Lawyers say the average size of their clients' accounts is more than 100,000 points (an amount worth four Calgary-Montreal return tickets under Air Canada's Aeroplan system). However, some people own close to a million points. With that kind of value at stake -- translating into tens of thousands of dollars worth of airline tickets -- frequent flyer programs have become a major slice of a family's property pie.
"Part of the reason is because of the availability of points through credit cards," says Joel Miller, a Toronto lawyer. "Accumulating large numbers of points is now no longer restricted to the pool of people who are business travellers. It's reaching into almost anybody who has a point-earning credit card."
The trouble, say lawyers, is that airline points are often earned by only one spouse, who usually is less keen to part with their points than with their partner.
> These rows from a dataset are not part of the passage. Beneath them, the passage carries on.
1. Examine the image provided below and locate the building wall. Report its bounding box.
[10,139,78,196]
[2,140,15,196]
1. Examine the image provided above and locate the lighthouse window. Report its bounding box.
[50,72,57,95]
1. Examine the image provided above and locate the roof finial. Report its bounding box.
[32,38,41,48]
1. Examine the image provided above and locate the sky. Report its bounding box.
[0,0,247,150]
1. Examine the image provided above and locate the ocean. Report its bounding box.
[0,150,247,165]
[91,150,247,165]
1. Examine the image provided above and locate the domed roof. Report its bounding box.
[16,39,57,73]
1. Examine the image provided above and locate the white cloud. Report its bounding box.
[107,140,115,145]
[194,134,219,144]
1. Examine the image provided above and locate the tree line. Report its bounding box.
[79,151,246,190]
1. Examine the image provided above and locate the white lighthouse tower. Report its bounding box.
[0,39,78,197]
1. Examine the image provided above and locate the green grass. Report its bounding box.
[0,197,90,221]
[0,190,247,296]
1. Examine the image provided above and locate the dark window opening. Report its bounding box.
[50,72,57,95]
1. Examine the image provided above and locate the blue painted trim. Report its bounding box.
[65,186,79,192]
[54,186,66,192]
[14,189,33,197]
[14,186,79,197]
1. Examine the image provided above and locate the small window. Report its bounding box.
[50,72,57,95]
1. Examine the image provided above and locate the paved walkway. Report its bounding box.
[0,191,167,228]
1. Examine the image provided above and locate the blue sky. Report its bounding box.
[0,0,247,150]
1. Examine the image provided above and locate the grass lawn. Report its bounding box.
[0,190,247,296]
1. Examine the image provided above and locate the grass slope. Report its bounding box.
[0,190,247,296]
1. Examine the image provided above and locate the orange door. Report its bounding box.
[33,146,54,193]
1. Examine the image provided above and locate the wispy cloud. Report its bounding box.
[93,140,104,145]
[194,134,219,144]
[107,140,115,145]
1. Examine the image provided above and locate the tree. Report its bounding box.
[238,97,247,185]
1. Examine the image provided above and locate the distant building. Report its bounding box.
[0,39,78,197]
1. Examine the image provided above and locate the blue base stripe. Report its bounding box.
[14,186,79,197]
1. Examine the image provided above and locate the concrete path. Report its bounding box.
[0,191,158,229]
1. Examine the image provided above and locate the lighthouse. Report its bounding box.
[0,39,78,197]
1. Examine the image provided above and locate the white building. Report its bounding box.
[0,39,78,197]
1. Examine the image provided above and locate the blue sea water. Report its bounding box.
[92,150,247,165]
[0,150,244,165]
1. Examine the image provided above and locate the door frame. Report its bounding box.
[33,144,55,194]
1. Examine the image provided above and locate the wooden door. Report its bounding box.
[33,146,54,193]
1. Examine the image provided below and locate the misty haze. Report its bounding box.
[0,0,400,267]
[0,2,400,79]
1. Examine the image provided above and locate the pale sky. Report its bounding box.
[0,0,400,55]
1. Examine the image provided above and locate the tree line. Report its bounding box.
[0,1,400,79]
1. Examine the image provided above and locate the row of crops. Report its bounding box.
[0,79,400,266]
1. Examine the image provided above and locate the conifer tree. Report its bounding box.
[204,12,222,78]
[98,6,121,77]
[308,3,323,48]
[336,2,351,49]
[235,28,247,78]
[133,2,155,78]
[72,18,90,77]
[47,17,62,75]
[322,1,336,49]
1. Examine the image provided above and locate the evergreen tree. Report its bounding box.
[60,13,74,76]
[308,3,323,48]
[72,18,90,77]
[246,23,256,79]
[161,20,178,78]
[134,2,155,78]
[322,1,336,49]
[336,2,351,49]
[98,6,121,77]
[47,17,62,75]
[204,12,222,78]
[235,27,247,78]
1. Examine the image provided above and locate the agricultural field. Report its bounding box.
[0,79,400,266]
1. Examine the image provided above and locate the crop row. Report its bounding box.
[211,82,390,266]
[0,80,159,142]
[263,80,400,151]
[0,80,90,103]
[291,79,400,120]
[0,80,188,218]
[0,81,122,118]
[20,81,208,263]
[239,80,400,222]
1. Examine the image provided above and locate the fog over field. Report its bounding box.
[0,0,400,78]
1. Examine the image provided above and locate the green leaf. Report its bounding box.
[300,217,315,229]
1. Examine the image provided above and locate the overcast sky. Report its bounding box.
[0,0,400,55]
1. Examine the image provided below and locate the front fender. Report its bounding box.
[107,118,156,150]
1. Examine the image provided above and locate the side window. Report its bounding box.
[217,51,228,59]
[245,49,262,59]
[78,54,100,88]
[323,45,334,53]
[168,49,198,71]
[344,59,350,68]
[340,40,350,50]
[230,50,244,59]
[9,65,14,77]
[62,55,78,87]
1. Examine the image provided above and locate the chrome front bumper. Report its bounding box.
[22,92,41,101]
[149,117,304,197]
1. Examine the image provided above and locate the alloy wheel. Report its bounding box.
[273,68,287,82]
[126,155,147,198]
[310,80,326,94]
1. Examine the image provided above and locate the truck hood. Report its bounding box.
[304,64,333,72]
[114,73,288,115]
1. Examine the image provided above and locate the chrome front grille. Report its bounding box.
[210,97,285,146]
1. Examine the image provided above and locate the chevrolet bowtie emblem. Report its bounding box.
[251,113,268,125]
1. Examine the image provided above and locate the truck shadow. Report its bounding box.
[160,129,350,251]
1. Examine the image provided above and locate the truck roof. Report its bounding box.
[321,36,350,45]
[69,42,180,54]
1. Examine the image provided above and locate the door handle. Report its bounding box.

"People are emotionally attached to their air miles. They can be a huge deal," says Grant Gold, a divorce lawyer in Toronto.
Some frequent travellers are reluctant to share their points with a departing spouse because they will lose the prestige and perks that high points-earners enjoy as "elite" members of Air Canada's Aeroplan.
"People also see the miles as theirs," Mr. Gold says. "They say, 'I'm the one who sat on that airplane for all those hours. I'm the one who ate in the hotel.' And the spouse's opposition to that is, 'Sure you sat in the airplane, but I'm the one who dealt with the kids while you were gone and I had to plan all these things while you're off having a nice quiet evening'. "
Quite often, says Mr. Gold, "a judge has to sit down with them and say, 'I know you don't like it, but we've got to deal with the air miles issue'. "
Mr. Kay says many couples find ways to split a family's airline points without the help of a court. Some agree to use the points for their children's travel.
"Sometimes the air miles are used in a trade," Mr. Miller adds. "A spouse says, 'I'm not likely to travel, and I want the piano. So if you'll stop arguing about the piano you can keep the bloody air miles'. "
Air Canada, which has 4.3 million Aeroplan members, allows the transfer of point programs between spouses if a plan member dies, but does not allow transfers between divorcing spouses.
"The owning spouse then has to hold his points in trust," Mr. Kay explains. "And the non-owning spouse can contact the other from time to time and cause him to use his points to purchase tickets for them, up to a maximum number of points."
Sometimes lawyers ask a forensic accountant to evaluate in real terms what someone's airline account is worth. The dollar value is then added to the net worth of a particular spouse, before tangible assets are divided.